The technology involves bottom-feeding wood waste into the centre of a dome-shaped, refractory lined gasifier and combustion air, steam and/or oxygen are introduced into the base of the fuel pile. Partial oxidation, pyrolysis and gasification occur at 815 to 980 degrees Celsius, converting the fuel into syngas and non-combustible ash. The ash migrates to the base of the gasifier and is removed intermittently through an automated in-floor ash grate.
The syngas will be directly fired into a GE internal combustion engine to produce two megawatts of electricity.
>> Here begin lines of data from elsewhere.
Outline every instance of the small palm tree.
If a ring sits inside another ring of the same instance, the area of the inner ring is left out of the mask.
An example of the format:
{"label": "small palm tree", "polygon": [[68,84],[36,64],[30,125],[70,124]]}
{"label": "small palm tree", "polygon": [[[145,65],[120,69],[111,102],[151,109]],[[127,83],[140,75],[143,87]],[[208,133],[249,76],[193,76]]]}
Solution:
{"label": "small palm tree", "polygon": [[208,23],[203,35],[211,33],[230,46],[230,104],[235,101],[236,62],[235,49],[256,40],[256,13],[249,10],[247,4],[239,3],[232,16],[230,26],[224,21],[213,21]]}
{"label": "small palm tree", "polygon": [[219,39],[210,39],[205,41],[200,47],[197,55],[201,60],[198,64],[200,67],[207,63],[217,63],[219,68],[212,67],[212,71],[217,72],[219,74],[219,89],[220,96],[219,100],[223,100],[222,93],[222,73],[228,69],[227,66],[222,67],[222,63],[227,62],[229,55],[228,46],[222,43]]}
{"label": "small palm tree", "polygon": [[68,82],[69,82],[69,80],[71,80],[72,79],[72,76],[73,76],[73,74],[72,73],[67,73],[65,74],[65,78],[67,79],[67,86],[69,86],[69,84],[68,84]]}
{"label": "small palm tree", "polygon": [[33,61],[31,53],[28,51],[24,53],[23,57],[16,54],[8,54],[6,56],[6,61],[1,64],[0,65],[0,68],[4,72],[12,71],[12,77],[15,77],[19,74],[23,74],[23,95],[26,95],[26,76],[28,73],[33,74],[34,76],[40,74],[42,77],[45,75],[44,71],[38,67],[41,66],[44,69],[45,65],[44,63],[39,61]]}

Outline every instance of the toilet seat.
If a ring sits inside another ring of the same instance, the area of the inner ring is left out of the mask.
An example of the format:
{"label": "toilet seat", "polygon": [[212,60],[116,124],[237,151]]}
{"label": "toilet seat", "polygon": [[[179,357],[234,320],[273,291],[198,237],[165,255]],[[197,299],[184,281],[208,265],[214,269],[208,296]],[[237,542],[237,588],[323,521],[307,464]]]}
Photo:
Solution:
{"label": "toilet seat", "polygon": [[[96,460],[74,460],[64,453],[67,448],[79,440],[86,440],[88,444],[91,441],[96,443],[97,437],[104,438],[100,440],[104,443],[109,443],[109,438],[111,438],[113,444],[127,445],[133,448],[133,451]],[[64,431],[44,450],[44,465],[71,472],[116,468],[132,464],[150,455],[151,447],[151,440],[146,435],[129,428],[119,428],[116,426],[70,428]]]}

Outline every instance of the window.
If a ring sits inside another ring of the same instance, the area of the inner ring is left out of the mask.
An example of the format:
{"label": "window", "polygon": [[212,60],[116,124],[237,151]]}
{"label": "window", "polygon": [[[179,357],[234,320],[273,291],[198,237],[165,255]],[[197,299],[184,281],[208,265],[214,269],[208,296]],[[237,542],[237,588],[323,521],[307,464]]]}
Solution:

Waste heat will be recovered from the engine to produce 9,000 lb/hour of low-pressure steam.
Nexterra said emissions from the system will be well below local air emissions limits and the system will have a conversion efficiency of more than 65 percent.
Wood fuel will come from tree trimmings and other wood waste diverted from landfill and provided by the City of Vancouver and other local companies.
Electricity generated by the new system will be distributed throughout the campus to meet a portion of UBC’s electricity demand. The steam produced will offset about 15 percent of the natural gas currently used by UBC for district heating.
The project, scheduled for commissioning in in the fourth quarter of 2011, will lower the university’s greenhouse gas emissions by 4,000 tonnes per year.